From a directing point of view, showing social media in the movie felt like it was too on-the-nose. A bit too much. I wanted to try and capture the consequences of social media, but without seeing the social media itself in the film. That was a whole new point of view, something that hadn’t been in any of my work before. In my previous films, there were people talking about their crises from their own point of view, but now with social media, and media in general, we are adding another level of point of view into that, because they have their own narrative about the crisis.

Each of the different groups tries to manipulate the truth with their own little lies in order to sell it whatever way will be best for their angle. Is that something you find pervasive in the world we’re living in? Everyone wanting to distort reality for their own best interests?
Yes, all of these people are trying to tell the narrative from the point of view that is most beneficial to them. For example, the charity has good intentions, but it’s to their benefit to tell the story in a way that can encourage people to give money so they can help other people with the charity. It’s a bit of a contradiction. In trying to help other people, Rahim is making these slight mistakes, and it’s the combination of these small mistakes together that makes this huge crisis.

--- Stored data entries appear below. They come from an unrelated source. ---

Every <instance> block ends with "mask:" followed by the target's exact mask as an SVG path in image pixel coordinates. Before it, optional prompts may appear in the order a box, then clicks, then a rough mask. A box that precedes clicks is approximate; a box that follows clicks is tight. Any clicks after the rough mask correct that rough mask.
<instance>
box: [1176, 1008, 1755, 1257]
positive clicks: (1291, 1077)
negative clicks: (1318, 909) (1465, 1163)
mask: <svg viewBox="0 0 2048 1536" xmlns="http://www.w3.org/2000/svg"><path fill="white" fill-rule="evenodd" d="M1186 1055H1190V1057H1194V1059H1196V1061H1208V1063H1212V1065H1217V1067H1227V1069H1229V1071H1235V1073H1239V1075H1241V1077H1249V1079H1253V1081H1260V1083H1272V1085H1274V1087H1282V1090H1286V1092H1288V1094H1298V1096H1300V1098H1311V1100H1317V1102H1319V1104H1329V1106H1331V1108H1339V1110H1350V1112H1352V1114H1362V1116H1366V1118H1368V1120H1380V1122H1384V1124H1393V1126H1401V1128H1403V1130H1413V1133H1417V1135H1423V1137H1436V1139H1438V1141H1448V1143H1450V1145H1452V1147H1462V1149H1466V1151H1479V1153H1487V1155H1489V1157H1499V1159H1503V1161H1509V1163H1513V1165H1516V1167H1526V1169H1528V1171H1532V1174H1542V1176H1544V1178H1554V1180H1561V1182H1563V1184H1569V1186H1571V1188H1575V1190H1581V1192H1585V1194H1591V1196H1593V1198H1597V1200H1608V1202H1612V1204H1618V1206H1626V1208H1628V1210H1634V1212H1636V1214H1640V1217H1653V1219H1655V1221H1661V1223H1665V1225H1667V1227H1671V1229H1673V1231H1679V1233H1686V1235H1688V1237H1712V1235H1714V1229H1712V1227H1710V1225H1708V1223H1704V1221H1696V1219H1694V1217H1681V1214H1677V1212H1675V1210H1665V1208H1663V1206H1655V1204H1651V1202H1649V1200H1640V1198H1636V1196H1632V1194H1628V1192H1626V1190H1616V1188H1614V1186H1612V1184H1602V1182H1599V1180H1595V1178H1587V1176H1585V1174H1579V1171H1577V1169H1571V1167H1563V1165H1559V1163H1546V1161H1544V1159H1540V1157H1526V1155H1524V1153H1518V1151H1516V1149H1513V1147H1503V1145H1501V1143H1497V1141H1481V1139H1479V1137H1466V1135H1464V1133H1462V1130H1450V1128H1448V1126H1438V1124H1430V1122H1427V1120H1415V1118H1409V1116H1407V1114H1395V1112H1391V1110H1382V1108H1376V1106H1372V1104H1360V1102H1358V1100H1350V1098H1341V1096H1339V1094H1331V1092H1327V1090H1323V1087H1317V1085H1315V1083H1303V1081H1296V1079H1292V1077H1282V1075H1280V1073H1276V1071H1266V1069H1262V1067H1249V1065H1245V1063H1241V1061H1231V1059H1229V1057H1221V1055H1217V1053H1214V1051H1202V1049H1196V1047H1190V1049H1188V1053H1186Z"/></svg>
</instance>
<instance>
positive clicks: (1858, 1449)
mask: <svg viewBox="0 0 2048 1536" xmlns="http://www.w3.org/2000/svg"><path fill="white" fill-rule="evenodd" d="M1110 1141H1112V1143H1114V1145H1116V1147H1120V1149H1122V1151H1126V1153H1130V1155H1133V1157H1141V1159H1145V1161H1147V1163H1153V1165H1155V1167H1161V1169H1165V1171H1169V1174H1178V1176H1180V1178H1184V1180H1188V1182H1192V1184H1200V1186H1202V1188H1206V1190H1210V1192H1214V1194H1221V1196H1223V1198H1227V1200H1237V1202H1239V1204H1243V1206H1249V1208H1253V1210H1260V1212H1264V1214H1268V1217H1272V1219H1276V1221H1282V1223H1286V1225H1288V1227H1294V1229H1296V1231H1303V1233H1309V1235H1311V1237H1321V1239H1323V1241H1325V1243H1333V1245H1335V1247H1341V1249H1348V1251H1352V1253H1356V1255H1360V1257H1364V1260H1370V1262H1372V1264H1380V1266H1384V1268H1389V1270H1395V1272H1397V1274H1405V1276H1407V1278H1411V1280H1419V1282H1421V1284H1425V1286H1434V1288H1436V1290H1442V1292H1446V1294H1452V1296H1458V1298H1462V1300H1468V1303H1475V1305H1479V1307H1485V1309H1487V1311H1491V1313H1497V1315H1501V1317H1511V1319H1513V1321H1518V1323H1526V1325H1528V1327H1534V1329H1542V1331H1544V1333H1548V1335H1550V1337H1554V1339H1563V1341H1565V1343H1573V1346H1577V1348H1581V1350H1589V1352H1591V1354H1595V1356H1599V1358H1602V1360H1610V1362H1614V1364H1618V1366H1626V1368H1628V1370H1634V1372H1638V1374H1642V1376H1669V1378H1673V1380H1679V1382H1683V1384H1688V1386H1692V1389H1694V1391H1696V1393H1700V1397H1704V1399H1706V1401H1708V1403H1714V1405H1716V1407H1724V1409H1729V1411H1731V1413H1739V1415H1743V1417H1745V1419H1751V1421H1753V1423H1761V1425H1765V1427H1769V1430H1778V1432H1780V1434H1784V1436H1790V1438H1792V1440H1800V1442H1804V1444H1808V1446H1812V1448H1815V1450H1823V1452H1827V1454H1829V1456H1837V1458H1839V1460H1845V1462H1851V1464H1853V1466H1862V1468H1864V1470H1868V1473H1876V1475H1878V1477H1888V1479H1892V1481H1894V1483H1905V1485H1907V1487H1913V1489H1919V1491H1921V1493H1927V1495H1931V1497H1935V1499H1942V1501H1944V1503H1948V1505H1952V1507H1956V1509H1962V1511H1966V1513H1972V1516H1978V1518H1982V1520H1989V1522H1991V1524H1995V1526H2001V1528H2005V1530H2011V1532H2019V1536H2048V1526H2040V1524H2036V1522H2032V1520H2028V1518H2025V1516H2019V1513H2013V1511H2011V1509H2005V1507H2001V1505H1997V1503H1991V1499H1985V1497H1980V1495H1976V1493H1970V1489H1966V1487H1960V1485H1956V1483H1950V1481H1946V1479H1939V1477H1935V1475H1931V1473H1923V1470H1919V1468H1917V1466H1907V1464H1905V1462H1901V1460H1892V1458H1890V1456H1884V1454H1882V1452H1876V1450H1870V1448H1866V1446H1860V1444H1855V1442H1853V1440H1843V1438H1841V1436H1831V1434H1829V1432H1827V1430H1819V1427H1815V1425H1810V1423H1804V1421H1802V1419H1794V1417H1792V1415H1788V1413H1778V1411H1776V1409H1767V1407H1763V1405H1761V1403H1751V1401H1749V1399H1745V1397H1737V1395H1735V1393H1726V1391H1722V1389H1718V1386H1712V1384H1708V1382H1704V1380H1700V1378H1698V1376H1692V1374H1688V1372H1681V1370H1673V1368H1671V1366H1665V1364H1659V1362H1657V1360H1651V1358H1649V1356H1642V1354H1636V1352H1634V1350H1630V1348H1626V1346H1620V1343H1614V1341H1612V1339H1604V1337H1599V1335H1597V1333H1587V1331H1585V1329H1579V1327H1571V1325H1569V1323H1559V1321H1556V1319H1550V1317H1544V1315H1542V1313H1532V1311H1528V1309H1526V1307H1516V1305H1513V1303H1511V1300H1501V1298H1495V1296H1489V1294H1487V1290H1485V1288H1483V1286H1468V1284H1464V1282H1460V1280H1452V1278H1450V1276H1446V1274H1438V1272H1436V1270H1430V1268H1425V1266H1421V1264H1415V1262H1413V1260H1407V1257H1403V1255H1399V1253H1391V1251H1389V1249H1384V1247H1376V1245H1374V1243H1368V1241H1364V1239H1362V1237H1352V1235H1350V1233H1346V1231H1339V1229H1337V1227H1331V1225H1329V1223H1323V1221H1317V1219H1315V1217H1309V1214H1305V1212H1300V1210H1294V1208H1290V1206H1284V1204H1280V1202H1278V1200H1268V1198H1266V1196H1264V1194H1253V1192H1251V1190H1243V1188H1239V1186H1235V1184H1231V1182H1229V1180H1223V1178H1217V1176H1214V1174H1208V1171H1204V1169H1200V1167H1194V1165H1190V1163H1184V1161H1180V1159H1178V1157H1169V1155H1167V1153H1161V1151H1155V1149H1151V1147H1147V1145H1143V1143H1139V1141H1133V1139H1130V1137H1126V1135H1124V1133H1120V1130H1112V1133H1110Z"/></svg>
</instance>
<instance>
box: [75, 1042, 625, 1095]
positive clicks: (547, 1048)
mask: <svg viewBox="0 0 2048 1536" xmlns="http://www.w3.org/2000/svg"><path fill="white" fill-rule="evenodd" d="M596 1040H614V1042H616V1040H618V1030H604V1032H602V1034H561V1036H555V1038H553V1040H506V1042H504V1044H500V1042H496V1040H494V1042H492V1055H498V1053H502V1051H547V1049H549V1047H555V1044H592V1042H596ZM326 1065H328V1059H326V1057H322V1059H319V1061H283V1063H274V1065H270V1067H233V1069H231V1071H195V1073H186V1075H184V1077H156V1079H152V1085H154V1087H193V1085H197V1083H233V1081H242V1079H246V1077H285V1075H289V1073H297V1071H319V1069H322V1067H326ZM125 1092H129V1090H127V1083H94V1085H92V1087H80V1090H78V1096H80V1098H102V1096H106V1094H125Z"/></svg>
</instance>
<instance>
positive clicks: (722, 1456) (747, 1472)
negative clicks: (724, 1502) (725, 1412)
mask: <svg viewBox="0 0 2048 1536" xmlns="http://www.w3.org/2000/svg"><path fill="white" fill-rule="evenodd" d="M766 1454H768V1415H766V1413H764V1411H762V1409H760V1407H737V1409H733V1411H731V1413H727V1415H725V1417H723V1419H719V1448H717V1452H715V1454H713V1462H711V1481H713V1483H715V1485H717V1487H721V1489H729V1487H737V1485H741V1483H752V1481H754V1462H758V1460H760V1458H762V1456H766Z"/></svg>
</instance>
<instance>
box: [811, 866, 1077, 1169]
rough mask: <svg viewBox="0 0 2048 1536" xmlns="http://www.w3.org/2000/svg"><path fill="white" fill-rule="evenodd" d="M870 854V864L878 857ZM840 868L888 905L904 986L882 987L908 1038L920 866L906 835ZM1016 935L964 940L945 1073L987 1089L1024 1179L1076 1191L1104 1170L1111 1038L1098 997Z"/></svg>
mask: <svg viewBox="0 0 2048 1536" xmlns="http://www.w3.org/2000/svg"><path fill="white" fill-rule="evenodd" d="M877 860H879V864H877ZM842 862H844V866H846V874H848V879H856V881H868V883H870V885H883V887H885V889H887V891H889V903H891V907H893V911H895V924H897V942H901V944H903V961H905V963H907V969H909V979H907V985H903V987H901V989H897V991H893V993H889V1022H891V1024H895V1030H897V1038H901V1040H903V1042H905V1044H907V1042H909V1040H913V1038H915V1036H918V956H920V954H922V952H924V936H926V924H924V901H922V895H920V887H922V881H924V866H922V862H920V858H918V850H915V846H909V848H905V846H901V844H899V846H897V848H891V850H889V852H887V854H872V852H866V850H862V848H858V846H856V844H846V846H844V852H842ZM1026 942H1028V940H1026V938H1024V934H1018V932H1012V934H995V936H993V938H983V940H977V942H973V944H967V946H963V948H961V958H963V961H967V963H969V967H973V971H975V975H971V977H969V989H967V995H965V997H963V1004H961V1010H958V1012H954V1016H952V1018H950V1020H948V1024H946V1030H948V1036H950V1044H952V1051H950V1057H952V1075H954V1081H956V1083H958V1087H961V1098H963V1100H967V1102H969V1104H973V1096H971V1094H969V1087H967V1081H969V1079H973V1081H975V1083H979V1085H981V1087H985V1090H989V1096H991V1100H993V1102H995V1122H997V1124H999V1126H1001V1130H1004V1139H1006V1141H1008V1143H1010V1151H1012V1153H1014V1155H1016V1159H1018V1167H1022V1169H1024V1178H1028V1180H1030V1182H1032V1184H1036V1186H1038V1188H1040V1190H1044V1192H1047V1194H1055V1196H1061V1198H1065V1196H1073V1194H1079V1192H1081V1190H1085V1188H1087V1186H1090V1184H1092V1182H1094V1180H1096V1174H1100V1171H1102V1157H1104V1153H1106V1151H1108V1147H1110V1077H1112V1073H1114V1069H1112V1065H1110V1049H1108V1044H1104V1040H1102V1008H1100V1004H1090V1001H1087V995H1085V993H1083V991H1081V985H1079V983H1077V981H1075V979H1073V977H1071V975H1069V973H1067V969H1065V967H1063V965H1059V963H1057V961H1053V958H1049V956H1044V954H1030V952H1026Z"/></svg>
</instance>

I believe that’s true in real life as well, that it’s the small mistakes we make that cause big problems, not the big mistakes themselves. When we are about to make big decisions, we already know that it’s a big decision. Because of that, we put a lot of thought into it. However, when it’s something small we don’t think about it as much. We just do it without really thinking. A lot of the slight mistakes people make in this film are just small ones with their words. It seems that the language that’s supposed to connect us together actually causes a misunderstanding that then blows up into something much bigger.

Amir Jadidi in A Hero.
Amir Jadidi in A Hero.

Something as simple as making a mistake with your choice of words, or having a misunderstanding like that, calls to attention the fact that while A Hero is a very modern story on the surface, it’s ultimately a timeless fable at its core.
I didn’t think about that consciously while making the film, but most of the stories I work on have this core that is like a piece of classical literature. It has the elements of the classic fable, but with the modern materials of today. Even the structure of the films are a classic structure.

Culture is always changing over time, and as your stories are so rooted in culture and how people interact with one another, do you feel that the inevitable shifts in social environments over the years can be seen in your films?
There are lots of changes that have happened in Iranian society over the years. Some of them are very positive, and some of them are very negative. You can probably see that through my movies when you watch them one by one. I think the biggest change that is happening over the course of my films comes from my age. As I’m getting older, I’m making more movies with this idea of something that happened in the past, and now we are looking at how those ripples have come through to today. That’s the idea of most of the films I’m making these days.

There is a Spanish proverb that goes like this: “We don’t know what kind of past is going to happen to us”. This is an idea that sticks with me and is always coming with me. In A Hero there are these things that happened to the main character in the past, like getting separated and being bankrupt, and he is now seeing the consequences of that in his present.

A Hero’ is in US theaters now via Amazon Studios and will stream on Amazon Prime from January 21.